Mais l’accumulation de crimes de haine non résolus au fil des semaines, des mois et des années devant l’attaque de Dawabsha laisserait penser que le terrorisme juif n’a pas été la priorité absolue de milieu israélien de la sécurité. Cela doit le devenir. (La Deuxième chaîne israélienne a annoncé vendredi soir qu’il y a eu 15 attaques à la bombe incendiaire contre des foyers palestiniens en Cisjordanie depuis 2008 par des terroristes juifs présumés, aucun assaillant n’a été arrêté).

Pourtant, il est fondamental que le terrorisme juif soit traité à sa racine. Les esprits sont tellement empoisonnés, remplis d’arrogance, convaincus qu’il connaissent la volonté de Dieu, incités au meurtre. Cela nécessite une réponse dépassant la simple question du droit, une réponse de la part des dirigeants spirituels, des dirigeants éducatifs, dans le monde d’où ces extrémistes émergent.

Les extrémistes pervertissant le judaïsme, préférant la terre à la vie, choisissant le racisme, la haine et la violence, doivent être traités d’un point de vue pratique et idéologique.

A nouveau, une condamnation, même si elle est sincère, n’est tout simplement pas suffisante. La condamnation ne va pas empêcher la prochaine attaque. La condamnation ne va pas arrêter le développement d’un mode de pensée et d’action vicieux et intenable.

Il devrait être inutile de dire que le crime odieux qui s’est produit, s’il a bien été commis par des Juifs, nous entache tous. C’est une insulte à notre foi. Cela encourage aussi nos ennemis.

Cela dérange, embarasse et finit par éloigner nos amis. Cela fait du tort à nos liens historiques au foyer juif, à notre droit à nous épanouir comme un Etat juif qui se construit autour d’un judaïsme humain et méritant le respect et le soutien. Tout cela devrait être inutile à dire, mais visiblement, alors qu’Ali Dawabsha est enterré, et que les docteurs d’Israël essaient de sauver le reste de la famille, c’est vraiment nécessaire de le dire.

Nous devrions être choqués aujourd’hui par la dernière preuve écoeurant de la brutalité en nous.

Pourtant, alors que le choc se propage, nous ferions mieux de nous assurer que nous agissons pour empêcher ce type d’attaques et pire.

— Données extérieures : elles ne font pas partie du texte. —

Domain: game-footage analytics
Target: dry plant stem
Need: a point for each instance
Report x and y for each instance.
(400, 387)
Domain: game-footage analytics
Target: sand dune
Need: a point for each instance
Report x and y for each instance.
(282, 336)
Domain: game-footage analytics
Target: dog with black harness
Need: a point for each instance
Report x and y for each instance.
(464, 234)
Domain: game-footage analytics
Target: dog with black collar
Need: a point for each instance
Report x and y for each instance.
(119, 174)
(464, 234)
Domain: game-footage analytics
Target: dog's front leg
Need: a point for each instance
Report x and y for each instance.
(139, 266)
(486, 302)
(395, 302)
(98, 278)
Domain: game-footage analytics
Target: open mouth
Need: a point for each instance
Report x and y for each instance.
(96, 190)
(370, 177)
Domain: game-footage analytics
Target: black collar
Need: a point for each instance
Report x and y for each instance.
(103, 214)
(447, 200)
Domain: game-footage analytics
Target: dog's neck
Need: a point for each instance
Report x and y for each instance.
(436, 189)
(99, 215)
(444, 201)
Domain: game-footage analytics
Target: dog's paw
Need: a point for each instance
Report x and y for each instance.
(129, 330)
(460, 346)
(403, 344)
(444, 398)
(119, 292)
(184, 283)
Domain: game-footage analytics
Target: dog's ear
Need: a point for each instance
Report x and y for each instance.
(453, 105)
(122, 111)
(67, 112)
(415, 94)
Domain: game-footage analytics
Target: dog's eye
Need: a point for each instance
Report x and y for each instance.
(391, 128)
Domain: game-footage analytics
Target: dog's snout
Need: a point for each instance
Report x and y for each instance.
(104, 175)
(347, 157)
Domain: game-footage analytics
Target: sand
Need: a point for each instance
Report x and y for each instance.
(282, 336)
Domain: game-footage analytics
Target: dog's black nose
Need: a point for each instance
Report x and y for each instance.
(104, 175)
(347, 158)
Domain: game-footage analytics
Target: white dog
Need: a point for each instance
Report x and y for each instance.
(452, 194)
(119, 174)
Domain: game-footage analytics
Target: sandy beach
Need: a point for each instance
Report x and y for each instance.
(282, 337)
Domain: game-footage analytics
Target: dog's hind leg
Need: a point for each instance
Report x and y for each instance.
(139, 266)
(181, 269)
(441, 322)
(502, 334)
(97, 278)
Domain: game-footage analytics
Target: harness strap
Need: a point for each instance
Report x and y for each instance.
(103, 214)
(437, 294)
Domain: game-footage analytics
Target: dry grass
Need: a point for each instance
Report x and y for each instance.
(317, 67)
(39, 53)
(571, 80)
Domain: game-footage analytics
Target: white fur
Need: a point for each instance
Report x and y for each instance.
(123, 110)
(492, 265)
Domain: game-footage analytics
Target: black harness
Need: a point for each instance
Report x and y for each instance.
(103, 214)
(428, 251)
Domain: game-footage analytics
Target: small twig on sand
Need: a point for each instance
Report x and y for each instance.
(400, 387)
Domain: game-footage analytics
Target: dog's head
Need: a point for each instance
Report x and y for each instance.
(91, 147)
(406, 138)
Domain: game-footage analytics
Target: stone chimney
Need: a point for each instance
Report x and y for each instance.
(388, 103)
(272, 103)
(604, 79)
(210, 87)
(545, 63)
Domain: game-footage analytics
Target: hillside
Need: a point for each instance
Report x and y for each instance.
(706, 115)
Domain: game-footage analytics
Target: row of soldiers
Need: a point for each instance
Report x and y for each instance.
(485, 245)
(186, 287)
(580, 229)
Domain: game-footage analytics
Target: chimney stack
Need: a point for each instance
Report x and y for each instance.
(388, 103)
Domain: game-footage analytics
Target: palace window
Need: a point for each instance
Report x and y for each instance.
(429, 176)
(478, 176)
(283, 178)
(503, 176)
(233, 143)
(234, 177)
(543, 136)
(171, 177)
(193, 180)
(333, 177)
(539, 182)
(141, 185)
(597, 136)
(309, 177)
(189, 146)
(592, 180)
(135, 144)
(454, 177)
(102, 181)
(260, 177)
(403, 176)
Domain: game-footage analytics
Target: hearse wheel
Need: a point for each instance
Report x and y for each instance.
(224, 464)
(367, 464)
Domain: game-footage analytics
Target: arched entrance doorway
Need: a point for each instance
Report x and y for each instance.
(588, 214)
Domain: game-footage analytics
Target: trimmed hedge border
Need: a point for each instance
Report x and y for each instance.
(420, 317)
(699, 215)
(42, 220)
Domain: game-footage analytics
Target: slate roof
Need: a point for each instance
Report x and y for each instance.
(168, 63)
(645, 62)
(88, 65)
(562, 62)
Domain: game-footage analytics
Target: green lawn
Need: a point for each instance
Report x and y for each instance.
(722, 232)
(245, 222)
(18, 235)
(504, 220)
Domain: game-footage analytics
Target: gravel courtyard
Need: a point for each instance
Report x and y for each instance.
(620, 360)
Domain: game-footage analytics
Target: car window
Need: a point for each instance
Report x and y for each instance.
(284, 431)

A son crédit, l’homme en charge de la Sécurité publique d’Israël, Gilad Erdan, a exprimé très clairement les choses vendredi. « Une nation dont les enfants ont été brûlés dans l’Holocauste a beaucoup de leçons à apprendre, », a déclaré le ministre vendredi matin alors qu’une majorité de notre nation était plongée dans la nausée et le désespoir en apprenant la nouvelle au réveil.

« Les signes indiquent que cette attaque a été menée par des Juifs. Une nation dont les enfants ont été brûlés dans l’Holocauste doit faire beaucoup d’introspection si elle a élevé des gens qui brûlent d’autres êtres humains ».

Mais pas seulement des leçons et de l’introspection. De l’action.